I passed one young man, and said hi to him and smiled, asking how his day was going. He stared at me with the most hostile eyes, burning me deeply to the core. A look of hatred, a look of disgust at my presence in his space. We maintained contact for a good 15 seconds and his face and energy has found itself engraved in my mind. It is a frustration when you want to just be yourself and be open and expressive and you meet a wall of assumptive preconceptions from others. It may be he was just having a bad day and my friendliness was an annoyance, or it could have been a deeper racial stereotype of me just being another white visitor to his native land, a link to a colonial past that still has scars in the minds of a painful history. It is these kinds questions that float through the mind of a visitor to a distant land. I am however, noticing that this sort of contemplation is pointless and serves me no purpose but to further cloud an already confused mind. Haha However, they are thoughts that are hard to avoid, in a time when one is trying to find their place, their position, their sort of niche in a new land.

I wonder if it will ever be possible for this fish to jump outside of the bowl!!! Only time will tell..

2 comments:

Anonymous said...

Hey my little fish... Reading this blog has flooded me with all the feelings that I felt in India, the constant feeling that all eyes are on you, and a lot of the time they weren't kind eyes. It's an annoying feeling sweetie, and frustrating at that, because really, you just want to scream "I'm a good person and just want to know you"... but the world isnt always that openminded sweetie, shit to think that there is still so much racism in our own country... and we pride ourselves on its multiculturalism. Just remember that it only takes a small pebble to make a ripple in the ocean (or at least a lake... hahaha, I totally ripped that off someone else eh... lol... seemed appropriate).

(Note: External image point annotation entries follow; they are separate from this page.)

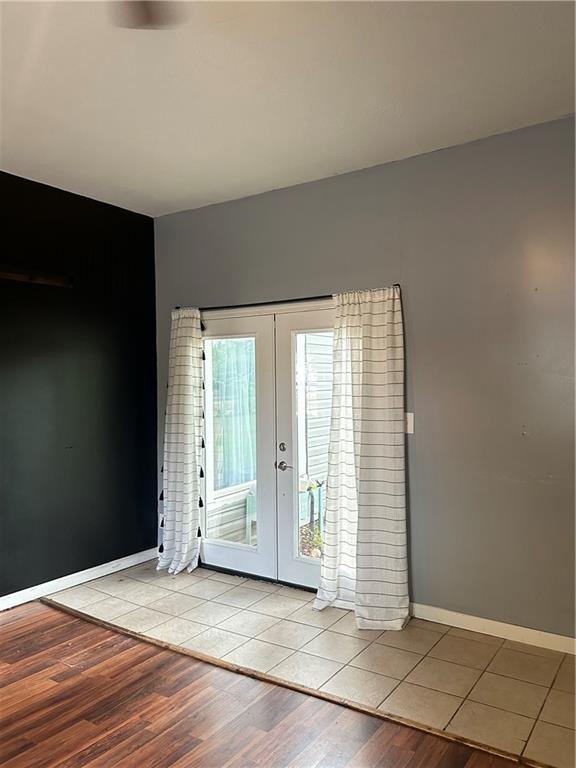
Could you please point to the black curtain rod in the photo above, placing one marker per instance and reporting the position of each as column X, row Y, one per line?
column 272, row 303
column 263, row 303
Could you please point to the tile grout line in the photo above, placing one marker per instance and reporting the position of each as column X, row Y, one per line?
column 537, row 719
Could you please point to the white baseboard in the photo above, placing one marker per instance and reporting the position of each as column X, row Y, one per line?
column 73, row 579
column 499, row 628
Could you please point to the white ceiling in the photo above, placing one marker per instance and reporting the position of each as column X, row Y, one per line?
column 247, row 97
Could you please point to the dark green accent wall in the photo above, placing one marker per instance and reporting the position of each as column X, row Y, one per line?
column 77, row 384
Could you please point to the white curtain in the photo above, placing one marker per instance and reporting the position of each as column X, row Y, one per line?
column 364, row 559
column 182, row 444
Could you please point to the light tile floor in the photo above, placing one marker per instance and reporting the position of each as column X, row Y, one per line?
column 504, row 694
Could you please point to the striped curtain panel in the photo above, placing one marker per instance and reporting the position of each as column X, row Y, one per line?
column 182, row 445
column 364, row 558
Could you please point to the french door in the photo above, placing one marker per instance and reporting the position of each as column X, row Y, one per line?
column 268, row 389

The only real change you can create pooh is how you approach life and all that it throws at you, "be the change you want to see in the world"... dont worry, everyone will come around and eventually see what an amazing being you are and pretty soon your lonely little fish bowl will become so full, you'll have to move to a tank...

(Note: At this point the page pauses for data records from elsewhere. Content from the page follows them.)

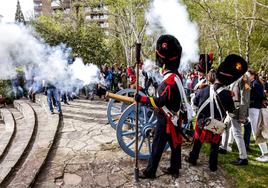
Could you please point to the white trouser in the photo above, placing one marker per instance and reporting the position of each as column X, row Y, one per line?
column 253, row 117
column 235, row 132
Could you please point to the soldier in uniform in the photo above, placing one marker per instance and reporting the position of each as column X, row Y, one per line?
column 230, row 70
column 166, row 102
column 241, row 96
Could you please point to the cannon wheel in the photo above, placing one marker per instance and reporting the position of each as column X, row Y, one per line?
column 116, row 108
column 125, row 131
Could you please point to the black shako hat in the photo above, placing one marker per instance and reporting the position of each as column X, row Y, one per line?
column 205, row 63
column 168, row 52
column 231, row 69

I miss you greatly Pooh... xoxo

KellyB said...

Hey Ty. I have had many similar experiences. Some good - ending in laughs, others in hostility - ending in a scowl.
I had a good one today though. I was visiting Catherine's nieces this afternoon and they were doing their hair. African hair is soooo different than Newfie hair :) But instead of just staring at each others hair not knowing what to do I asked them to braid mine and it was fun. They said things like 'your hair feels like silk, but why is your scalp turning red?' (they pull hard on the braids). So I told them that although my skin was pale it marked very easy - hence the red blotches on my scalp. As an even more humbling step to bridge the gap, I also pointed out how blemishes show up on pale skin even more :( We all laughed hard at my expense there, but it was worth it for the moment. We were all just girls doing our hair.